These departures from national
sovereignty have practical consequences, they are not just theoretical
problems. The practical consequences include among other things:
- The assignment of
an operator for a country code top level domain names such as “.iq” for Iraq can be tied in US courts for US domestic reasons.
- The process by which
a country re-assigns its ccTLD to a different operator is not purely a
- IP address
allocation is unbalanced, and favors Internet Service Providers (ISPs) in
certain countries who then use this to obtain favourable arrangements with
respect to Internet interconnections, to the disadvantage of developing
countries, as was clearly demonstrated through the preparatory phases of
recommendations from a body such as WIPO (concerning protection of country
names in the domain name system) are not implemented.
- Domain names such
as “.tel” or “.mobi” could be delegated to anybody, with unpredictable
consequences for the integrity of the E.164 numbering plan (contrary to ITU
Plenipotentiary Conference Resolution 133 adopted in 2002), if the
operator decides to implement its own variety of ENUM, ignoring relevant
IETF standards and ITU-T Recommendations.
- The US courts will decide to what and extent ICANN can or should regulate Versign, the operator
of “.com”, with respect to new services.
- Unilateral changes
can be made to the rules regarding the domain name “.int”, even though
that domain name is reserved for intergovernmental organizations.
E-Mail is suffering, because of spam, and
electronic commerce will soon follow, unless solutions are found to phishing
and such. These problems are due to insufficient security and insufficient
security is due to the fact that governments did not require adequate security,
unlike the situation with respect to other telecommunications technologies, in
which governments were properly involved in order to ensure that the public
interest is well protected (for example, by requirements for security, quality
of service, emergency services, legal intercept, etc. which apply to equipment
and operations). The private sector will provide only the level of security
that it needs for its own purposes, which is typically less than the level
needed for public safety.
It has been proposed that ICANN’s
Government Advisory Committee (GAC) could be a way to address some, if not all,
of these issues. Syria is not convinced that this is the case, for many
reasons, including the fact that it is absurd to embed a strong government
structure within a private sector company. Those who believe in private sector
leadership surely cannot argue in favour of a strong GAC. But a weak, purely
advisory, GAC cannot handle the issues outlined above.
As a way forward, Syria proposes that DoC should implement the spit of responsibilities outlined below.
1. Administration of Internet names and IP addresses
1.1 Country code top level domain names
At present, the authoritative source of the
correspondence between country code top level domain names (ccTLDs) and the
organization operating the ccTLD is maintained in the so-called “hidden” root
server operated by Verisign under an agreement with the US Department of
Commerce (DoC). Changes to the entries in the “hidden” root server are
proposed by the Internet Assigned Names Authority (IANA), a unit of the
Internet Corporation for Assigned Names and Numbers (ICANN), approved by DoC,
implemented by Verisign, and then automatically replicated to the 13 root
servers and their various slaves and copies around the world. IANA/ICANN has
its own consultative processes for approving changes prior to submission to
DoC, involving various concerned constituencies. (See Annex A below.)

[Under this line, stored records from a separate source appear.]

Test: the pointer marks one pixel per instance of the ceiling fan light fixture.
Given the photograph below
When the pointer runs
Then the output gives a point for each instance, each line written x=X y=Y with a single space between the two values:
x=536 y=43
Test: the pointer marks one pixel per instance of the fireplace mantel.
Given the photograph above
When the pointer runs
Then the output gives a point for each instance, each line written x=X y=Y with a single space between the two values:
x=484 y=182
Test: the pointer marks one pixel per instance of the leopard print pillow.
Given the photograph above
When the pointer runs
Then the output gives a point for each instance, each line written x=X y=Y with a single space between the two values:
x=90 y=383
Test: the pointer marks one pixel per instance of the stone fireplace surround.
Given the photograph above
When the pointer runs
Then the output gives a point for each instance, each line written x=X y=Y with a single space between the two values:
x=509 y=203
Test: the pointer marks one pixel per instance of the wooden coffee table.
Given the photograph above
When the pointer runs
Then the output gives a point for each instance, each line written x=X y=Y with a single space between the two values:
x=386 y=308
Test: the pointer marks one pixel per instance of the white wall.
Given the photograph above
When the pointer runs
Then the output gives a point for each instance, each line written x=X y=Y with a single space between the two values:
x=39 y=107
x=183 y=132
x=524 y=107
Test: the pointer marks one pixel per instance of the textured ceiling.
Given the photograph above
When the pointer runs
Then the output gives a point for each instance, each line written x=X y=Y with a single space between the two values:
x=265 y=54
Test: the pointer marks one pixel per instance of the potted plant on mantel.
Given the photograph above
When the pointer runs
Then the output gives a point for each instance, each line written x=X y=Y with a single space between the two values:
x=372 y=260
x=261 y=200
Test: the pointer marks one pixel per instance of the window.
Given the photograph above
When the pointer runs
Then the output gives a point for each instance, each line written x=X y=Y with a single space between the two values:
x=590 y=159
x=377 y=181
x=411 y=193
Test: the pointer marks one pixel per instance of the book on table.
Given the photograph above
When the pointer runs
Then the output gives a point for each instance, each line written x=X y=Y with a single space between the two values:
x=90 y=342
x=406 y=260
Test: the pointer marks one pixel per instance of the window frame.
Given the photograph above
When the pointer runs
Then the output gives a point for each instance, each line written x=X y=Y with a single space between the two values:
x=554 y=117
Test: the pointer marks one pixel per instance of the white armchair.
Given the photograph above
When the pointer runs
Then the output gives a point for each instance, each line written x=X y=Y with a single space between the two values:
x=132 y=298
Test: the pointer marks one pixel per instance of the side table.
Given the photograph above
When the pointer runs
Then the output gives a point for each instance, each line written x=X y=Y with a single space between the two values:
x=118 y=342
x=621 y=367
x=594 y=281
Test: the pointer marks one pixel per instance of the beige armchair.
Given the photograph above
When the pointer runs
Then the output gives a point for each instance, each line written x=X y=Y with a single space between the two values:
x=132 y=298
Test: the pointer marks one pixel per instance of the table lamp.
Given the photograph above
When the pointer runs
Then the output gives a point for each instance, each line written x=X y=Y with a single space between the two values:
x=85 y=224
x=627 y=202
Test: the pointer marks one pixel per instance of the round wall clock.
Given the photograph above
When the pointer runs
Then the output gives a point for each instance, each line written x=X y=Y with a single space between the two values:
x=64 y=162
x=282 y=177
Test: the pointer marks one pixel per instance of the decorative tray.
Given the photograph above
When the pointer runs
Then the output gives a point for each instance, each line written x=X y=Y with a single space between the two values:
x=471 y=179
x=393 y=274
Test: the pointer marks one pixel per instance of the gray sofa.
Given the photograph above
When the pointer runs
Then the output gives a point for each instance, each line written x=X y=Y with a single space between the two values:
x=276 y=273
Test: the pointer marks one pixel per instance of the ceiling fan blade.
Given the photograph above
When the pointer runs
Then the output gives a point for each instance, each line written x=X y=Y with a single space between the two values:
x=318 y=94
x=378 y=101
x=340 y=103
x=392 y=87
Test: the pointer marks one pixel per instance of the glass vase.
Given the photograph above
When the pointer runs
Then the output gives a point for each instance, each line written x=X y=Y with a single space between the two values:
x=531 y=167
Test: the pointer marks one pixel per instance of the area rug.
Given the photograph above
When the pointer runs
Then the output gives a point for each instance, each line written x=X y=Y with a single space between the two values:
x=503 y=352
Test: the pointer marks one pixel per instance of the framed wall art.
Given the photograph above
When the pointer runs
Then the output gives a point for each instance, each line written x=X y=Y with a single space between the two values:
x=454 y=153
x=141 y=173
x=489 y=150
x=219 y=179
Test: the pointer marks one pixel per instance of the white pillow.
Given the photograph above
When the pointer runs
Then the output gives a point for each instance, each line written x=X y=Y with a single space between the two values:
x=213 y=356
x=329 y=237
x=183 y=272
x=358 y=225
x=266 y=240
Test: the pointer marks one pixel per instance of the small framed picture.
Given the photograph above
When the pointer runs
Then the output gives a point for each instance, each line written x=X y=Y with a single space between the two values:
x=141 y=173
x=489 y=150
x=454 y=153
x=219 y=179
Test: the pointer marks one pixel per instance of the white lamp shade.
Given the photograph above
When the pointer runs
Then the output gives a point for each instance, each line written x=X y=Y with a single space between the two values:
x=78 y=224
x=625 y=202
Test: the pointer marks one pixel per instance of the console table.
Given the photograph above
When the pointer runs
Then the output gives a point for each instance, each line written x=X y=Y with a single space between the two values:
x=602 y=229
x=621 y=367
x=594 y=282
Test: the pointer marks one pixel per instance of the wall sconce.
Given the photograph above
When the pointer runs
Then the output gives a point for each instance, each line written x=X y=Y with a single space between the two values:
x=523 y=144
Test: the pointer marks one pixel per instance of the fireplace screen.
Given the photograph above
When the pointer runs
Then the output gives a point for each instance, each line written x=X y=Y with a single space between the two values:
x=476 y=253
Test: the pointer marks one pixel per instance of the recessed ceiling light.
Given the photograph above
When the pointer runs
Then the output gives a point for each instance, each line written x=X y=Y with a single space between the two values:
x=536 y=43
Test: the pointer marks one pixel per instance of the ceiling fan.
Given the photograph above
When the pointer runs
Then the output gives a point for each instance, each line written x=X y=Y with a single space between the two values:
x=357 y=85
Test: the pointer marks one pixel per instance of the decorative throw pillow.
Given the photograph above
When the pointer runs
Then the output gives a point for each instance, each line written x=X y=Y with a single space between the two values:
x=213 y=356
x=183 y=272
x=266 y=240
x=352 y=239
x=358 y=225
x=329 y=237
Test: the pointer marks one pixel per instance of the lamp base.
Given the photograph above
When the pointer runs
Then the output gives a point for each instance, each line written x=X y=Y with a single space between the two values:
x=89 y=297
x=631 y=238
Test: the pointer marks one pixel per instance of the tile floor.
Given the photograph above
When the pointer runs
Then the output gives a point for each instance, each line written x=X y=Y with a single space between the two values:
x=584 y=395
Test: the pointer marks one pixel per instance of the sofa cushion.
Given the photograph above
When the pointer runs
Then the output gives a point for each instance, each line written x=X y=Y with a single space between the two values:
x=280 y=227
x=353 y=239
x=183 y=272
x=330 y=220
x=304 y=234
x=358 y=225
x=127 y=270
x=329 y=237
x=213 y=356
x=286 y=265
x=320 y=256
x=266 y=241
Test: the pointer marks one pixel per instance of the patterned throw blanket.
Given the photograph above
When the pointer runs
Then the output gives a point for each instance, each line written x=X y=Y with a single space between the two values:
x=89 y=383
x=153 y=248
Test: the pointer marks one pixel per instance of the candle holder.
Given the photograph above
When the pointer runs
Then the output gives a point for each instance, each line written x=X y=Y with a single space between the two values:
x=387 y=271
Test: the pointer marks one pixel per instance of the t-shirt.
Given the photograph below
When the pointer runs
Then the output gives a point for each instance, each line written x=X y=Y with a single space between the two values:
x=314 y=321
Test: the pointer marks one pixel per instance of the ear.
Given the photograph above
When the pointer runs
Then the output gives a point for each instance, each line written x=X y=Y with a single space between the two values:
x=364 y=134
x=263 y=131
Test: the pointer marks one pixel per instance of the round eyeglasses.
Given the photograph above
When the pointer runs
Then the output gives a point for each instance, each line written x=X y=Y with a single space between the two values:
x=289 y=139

This arrangement is not consistent with national
sovereignty (for some countries), in that a sovereign country who wishes to
change the operator of its national ccTLD must first agree the change with IANA
(a unit of a US corporation), and then wait until it is approved by DoC and
implemented by Versisign (also a US corporation).
Given the differing views on this topic ITU
should maintain, at the request of specific countries, and as early as
possible, the list of authoritative ccTLD operators for those specific
countries. The operator of the “hidden” root server should rely on the list
published by ITU for those specific countries and this should be recorded in a
formal agreement between the US government and the ITU and/or the operator in
question (Verisign) and the ITU. The mechanisms for ITU’s maintaining such a
list should be specified in an appropriate Resolution and/or a Recommendation;
pending approval of such a Resolution or a Recommendation, an interim procedure
should be used. Other countries may continue to rely on the present
1.2 IP address allocation
At present, IP addresses are allocated to
Internet Service Providers (ISPs) and large end-users by regional
private-sector organizations called Regional Internet Registries (RIRs). RIRs
sub-allocate addresses to Local Internet Registries (LIRs). There are no
“hard” geographic constraints, in that any organization can request addresses
from any RIR, independently of its geographic location.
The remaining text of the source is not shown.